I am unfamiliar with all the Github features and I will ask support to
create a private branch off the public repository. Meanwhile I needed a
repository so I just made everything private.
I do understand my library needs to be perfect before it is accepted but I
need to upgrade the ISO standards before submitting it to Boost (reverse of
the usual procedure).
I do understand also Root.Ptr is not trivial so I'm better off improving it
myself than spend time explaining it. But I will explain it and answer
questions after it is well tested.
But the benefits are there, hands down. It will also jumpstart C++ when
comparing to other languages.
What I don't understand is where is the whole memory management crew gone?
Years ago there was at least 20 people fascinated about the subject.
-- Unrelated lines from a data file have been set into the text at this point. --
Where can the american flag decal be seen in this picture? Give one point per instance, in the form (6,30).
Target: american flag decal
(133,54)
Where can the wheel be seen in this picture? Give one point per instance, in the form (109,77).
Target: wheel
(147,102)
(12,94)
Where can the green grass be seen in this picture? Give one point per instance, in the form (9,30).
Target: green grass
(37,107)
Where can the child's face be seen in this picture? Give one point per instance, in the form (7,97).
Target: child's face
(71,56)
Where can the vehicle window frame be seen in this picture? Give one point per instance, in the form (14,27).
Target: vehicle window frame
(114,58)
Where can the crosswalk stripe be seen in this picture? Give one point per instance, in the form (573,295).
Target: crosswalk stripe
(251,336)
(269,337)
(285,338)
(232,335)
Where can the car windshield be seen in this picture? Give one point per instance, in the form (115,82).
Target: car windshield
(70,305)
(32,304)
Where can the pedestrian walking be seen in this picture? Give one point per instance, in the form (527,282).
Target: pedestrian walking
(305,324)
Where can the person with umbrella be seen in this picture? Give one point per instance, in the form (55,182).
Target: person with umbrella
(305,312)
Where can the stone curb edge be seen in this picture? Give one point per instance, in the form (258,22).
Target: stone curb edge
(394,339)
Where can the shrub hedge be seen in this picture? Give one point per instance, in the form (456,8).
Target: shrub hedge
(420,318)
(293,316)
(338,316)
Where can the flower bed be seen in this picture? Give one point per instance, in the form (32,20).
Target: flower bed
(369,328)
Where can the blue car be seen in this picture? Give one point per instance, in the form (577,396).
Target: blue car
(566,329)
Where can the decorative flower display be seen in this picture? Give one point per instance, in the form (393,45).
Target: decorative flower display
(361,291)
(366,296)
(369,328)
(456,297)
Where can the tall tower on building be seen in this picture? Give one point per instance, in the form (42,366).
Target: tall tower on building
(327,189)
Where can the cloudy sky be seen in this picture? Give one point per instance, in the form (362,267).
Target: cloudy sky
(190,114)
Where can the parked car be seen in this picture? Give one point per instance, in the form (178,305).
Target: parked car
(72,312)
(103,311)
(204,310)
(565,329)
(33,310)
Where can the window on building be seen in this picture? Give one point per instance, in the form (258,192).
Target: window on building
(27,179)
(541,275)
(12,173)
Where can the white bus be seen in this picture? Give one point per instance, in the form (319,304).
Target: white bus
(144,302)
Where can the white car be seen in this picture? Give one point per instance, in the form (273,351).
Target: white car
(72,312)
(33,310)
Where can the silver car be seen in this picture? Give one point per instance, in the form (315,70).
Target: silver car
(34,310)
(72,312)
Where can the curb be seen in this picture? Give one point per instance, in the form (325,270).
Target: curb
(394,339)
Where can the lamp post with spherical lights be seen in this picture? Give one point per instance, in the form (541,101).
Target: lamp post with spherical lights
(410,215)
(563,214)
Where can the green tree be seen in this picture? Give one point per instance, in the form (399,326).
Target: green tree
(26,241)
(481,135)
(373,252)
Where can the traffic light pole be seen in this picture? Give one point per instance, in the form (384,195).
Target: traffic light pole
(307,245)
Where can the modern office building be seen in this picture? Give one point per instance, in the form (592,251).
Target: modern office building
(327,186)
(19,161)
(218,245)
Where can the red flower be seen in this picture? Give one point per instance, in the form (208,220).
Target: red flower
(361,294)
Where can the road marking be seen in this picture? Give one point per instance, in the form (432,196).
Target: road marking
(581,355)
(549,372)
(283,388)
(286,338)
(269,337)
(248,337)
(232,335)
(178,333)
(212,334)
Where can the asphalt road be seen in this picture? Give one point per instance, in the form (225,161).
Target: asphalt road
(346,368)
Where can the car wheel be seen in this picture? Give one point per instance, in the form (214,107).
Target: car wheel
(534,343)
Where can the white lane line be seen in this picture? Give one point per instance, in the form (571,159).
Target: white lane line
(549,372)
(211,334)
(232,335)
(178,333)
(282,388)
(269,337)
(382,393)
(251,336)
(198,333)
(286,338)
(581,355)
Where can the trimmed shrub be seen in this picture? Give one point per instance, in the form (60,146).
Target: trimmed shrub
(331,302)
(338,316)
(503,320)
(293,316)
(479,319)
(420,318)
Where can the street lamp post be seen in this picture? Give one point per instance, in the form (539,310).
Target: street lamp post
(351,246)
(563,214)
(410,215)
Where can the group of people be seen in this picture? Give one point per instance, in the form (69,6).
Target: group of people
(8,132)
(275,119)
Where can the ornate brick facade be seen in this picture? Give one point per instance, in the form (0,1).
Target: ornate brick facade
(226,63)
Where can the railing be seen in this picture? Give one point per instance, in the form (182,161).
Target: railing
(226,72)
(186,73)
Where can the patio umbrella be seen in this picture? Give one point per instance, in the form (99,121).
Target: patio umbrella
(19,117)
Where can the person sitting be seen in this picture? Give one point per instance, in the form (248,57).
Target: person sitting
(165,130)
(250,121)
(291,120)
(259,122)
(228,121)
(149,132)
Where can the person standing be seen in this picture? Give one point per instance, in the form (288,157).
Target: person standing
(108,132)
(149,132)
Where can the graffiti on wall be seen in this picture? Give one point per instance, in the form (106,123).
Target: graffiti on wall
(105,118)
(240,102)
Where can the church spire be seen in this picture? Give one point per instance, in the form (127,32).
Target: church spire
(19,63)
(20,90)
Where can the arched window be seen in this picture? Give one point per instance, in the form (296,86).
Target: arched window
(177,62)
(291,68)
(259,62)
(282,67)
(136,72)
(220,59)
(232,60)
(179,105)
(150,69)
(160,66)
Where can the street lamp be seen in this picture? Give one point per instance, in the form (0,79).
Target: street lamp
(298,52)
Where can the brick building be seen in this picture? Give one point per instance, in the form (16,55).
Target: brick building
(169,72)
Now I
need to change oil before the engine starts.
Regards,
-Phil
Seth via Boost
On 14-08-17 14:04, Phil Bouchard via Boost wrote:
Once I am done then I'll make everything public again or if I create a new private repository for the parser then I can make root_ptr public.
warning: brief mode engaged
Creating a public repo is not costly. Just split it off now.
From where I'm sitting: on the one hand you seem to regret a lack of community adoption/support, and at the same time appear to manage simple things like repo availability upside-down. This just makes the project (i.e. you) appear untrustworthy, dilettant, intransparent or a combination of those.